Fairness-aware Optimal Graph Filter Design
- URL: http://arxiv.org/abs/2310.14432v1
- Date: Sun, 22 Oct 2023 22:40:40 GMT
- Title: Fairness-aware Optimal Graph Filter Design
- Authors: O. Deniz Kose, Yanning Shen, Gonzalo Mateos
- Abstract summary: Graphs are mathematical tools that can be used to represent complex real-world interconnected systems.
Machine learning (ML) over graphs has attracted significant attention recently.
We take a fresh look at the problem of bias mitigation in graph-based learning by borrowing insights from graph signal processing.
- Score: 25.145533328758614
- License: http://arxiv.org/licenses/nonexclusive-distrib/1.0/
- Abstract: Graphs are mathematical tools that can be used to represent complex
real-world interconnected systems, such as financial markets and social
networks. Hence, machine learning (ML) over graphs has attracted significant
attention recently. However, it has been demonstrated that ML over graphs
amplifies the already existing bias towards certain under-represented groups in
various decision-making problems due to the information aggregation over biased
graph structures. Faced with this challenge, here we take a fresh look at the
problem of bias mitigation in graph-based learning by borrowing insights from
graph signal processing. Our idea is to introduce predesigned graph filters
within an ML pipeline to reduce a novel unsupervised bias measure, namely the
correlation between sensitive attributes and the underlying graph connectivity.
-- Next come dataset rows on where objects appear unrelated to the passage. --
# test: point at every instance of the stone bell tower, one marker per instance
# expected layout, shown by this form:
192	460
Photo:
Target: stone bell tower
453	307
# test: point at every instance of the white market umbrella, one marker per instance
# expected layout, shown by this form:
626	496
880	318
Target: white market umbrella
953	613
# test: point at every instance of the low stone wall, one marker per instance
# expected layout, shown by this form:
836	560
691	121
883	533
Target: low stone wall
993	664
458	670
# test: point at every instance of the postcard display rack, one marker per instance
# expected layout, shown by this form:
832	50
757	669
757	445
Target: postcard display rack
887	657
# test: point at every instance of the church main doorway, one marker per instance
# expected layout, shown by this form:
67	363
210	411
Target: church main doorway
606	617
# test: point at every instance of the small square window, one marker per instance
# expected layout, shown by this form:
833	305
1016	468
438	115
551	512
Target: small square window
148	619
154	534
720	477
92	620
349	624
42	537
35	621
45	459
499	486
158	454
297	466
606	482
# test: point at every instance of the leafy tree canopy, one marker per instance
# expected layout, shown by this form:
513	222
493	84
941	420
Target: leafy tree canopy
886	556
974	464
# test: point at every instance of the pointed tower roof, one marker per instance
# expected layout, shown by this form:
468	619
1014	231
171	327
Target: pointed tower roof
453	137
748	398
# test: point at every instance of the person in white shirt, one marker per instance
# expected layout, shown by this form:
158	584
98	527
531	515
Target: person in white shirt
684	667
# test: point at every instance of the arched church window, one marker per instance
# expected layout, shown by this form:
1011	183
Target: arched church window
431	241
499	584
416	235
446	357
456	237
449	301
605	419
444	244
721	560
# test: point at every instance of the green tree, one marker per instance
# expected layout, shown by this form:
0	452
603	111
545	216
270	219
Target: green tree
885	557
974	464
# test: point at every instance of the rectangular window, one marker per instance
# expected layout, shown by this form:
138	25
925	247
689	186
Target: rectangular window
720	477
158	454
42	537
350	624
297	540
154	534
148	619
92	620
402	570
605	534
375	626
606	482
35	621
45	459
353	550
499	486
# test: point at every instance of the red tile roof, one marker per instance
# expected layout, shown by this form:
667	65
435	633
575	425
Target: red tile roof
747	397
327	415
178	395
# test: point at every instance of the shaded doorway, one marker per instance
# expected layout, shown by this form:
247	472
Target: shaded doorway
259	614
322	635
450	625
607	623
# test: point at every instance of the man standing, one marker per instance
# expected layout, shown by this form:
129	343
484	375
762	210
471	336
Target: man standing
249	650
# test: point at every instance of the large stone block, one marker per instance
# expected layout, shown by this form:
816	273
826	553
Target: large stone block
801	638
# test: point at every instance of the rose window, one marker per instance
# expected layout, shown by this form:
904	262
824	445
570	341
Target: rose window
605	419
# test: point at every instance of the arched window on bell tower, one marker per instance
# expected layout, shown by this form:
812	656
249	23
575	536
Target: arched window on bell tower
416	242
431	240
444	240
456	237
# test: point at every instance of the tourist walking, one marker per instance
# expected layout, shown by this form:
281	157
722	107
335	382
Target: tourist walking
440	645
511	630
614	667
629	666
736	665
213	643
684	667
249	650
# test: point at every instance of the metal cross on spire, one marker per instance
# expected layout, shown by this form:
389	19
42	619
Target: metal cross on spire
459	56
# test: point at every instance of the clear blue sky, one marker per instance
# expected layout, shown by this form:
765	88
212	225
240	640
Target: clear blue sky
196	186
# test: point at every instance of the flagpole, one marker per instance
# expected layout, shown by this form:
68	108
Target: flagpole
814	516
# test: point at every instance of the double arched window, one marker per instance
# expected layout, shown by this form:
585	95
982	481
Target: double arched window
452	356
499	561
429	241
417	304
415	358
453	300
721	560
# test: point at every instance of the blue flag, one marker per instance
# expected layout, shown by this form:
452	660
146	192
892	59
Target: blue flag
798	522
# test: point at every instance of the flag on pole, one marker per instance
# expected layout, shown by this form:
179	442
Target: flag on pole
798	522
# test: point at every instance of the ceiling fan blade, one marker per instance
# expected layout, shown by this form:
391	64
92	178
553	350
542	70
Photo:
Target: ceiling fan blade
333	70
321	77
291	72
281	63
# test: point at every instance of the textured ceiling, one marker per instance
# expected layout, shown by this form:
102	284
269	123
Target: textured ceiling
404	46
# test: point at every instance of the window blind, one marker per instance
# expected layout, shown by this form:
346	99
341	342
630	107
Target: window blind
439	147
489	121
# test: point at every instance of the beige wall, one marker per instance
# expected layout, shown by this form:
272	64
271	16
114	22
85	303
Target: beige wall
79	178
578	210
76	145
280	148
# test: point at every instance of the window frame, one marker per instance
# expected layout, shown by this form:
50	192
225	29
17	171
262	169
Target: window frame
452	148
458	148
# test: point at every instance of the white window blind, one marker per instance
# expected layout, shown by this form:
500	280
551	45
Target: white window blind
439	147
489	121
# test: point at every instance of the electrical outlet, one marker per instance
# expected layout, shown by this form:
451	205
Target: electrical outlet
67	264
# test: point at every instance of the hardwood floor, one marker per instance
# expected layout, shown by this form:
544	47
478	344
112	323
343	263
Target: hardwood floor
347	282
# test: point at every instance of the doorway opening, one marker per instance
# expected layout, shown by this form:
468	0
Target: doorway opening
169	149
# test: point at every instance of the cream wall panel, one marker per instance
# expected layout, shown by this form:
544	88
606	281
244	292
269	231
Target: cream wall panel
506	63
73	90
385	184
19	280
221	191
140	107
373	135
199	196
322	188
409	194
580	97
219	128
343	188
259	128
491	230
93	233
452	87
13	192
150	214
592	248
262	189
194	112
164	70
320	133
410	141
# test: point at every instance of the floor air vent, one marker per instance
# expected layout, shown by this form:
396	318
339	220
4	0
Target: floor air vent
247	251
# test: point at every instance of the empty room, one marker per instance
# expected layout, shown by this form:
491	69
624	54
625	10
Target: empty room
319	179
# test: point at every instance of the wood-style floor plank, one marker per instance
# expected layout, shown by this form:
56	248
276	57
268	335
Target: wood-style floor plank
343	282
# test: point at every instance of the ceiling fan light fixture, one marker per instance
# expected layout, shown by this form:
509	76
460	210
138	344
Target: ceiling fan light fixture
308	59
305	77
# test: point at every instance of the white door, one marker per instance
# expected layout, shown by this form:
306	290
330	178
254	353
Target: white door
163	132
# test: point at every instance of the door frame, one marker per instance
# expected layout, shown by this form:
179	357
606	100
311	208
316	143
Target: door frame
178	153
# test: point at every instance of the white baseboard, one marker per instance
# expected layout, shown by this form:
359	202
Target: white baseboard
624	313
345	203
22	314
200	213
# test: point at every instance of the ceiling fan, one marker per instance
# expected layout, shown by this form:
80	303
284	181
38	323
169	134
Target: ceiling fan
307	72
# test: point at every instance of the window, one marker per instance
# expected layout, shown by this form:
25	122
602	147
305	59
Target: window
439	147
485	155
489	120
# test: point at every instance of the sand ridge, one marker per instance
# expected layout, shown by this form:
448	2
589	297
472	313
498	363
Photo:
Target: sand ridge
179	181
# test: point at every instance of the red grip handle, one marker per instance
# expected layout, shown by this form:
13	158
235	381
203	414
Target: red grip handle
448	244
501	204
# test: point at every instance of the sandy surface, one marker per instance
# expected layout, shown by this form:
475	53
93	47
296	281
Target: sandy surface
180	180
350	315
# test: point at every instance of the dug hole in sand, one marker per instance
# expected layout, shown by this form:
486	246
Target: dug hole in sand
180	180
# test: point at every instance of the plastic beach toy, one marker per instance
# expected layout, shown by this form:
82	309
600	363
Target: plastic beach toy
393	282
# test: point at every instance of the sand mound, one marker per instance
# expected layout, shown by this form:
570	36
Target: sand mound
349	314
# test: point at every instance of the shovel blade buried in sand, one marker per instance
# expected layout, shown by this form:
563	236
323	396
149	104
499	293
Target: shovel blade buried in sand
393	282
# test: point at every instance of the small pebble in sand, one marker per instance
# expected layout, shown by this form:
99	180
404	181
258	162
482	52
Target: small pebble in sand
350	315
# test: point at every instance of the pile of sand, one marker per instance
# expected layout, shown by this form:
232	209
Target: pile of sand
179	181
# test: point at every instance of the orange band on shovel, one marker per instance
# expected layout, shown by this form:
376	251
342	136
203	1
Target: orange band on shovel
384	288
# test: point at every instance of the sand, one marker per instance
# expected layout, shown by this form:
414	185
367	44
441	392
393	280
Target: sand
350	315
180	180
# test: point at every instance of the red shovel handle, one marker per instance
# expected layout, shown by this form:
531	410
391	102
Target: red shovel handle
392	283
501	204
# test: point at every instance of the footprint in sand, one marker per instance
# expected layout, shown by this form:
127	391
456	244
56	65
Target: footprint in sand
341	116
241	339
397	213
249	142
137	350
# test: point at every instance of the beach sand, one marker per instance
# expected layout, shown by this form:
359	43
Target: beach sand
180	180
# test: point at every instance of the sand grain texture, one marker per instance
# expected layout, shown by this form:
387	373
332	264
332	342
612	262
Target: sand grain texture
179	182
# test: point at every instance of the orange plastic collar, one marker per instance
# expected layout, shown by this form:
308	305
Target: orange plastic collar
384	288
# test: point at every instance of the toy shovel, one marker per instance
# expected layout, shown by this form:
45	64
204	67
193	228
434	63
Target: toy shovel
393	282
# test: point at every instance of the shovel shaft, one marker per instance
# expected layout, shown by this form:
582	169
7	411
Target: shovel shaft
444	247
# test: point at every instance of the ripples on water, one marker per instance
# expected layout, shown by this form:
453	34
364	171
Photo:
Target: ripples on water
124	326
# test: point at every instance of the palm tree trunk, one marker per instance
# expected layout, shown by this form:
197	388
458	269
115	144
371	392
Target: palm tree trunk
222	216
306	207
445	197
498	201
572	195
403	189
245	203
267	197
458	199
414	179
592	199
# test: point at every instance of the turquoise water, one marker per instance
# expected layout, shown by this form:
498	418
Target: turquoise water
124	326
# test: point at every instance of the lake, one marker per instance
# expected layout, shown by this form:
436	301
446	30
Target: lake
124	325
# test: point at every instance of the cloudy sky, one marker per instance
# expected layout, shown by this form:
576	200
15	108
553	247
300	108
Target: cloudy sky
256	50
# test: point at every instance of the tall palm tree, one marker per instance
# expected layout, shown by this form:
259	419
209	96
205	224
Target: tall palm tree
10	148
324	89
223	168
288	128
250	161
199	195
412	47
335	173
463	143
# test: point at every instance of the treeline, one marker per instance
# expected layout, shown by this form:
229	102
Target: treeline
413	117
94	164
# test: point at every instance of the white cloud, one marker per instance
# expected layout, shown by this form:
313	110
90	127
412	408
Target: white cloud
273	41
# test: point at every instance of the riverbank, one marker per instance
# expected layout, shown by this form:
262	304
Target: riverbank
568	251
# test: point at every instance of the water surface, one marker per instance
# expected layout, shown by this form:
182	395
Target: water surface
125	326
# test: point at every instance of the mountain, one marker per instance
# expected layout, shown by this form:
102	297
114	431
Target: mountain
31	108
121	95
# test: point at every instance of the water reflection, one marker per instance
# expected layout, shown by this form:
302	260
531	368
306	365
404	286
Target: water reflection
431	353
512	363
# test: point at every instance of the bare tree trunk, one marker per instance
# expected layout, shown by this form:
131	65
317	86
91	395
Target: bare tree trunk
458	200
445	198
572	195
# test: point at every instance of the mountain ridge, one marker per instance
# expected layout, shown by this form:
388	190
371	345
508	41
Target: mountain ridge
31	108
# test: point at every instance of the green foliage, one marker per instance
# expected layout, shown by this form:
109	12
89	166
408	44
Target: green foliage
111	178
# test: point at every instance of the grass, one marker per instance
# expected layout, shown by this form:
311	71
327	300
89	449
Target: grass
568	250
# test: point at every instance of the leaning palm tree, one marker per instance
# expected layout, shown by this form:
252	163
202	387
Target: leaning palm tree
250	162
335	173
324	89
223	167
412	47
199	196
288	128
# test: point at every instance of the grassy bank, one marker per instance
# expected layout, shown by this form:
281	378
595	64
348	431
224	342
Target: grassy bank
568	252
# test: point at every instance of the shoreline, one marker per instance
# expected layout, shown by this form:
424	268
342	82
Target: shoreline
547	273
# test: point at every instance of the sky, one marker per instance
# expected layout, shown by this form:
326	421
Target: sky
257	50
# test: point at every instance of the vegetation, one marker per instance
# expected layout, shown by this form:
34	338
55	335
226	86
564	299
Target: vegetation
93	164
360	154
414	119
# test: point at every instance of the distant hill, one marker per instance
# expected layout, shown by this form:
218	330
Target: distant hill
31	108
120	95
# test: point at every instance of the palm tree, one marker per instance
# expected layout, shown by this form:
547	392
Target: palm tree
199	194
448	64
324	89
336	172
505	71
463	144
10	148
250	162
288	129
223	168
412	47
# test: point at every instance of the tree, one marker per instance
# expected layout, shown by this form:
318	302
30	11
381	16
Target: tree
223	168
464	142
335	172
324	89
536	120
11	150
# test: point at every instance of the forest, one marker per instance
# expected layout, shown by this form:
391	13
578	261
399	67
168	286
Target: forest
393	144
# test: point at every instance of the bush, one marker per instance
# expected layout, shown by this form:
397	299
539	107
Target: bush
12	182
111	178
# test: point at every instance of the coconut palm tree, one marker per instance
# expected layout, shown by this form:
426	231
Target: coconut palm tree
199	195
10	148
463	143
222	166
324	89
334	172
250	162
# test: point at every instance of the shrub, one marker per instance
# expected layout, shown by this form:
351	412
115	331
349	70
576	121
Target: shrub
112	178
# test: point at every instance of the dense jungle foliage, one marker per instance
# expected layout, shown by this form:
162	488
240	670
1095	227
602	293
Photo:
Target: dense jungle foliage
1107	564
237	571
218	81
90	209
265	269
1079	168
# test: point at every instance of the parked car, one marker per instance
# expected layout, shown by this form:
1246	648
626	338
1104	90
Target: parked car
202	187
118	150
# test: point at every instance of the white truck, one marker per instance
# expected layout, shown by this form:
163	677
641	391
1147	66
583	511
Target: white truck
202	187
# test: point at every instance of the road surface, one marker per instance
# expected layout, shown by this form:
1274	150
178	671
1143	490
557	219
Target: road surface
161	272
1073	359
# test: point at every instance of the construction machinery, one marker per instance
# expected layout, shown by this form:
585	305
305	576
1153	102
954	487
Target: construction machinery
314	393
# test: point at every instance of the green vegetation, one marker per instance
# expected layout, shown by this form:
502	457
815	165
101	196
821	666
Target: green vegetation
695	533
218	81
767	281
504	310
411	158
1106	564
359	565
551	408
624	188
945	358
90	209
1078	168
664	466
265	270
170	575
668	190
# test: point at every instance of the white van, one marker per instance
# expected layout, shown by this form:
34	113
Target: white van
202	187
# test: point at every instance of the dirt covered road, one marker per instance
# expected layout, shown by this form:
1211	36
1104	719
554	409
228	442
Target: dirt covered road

We show that the optimal design of said filters can be cast as a convex problem
in the graph spectral domain. We also formulate a linear programming (LP)
problem informed by a theoretical bias analysis, which attains a closed-form
solution and leads to a more efficient fairness-aware graph filter. Finally,
for a design whose degrees of freedom are independent of the input graph size,
we minimize the bias metric over the family of polynomial graph convolutional
filters. Our optimal filter designs offer complementary strengths to explore
favorable fairness-utility-complexity tradeoffs. For performance evaluation, we
conduct extensive and reproducible node classification experiments over
real-world networks. Our results show that the proposed framework leads to
better fairness measures together with similar utility compared to
state-of-the-art fairness-aware baselines.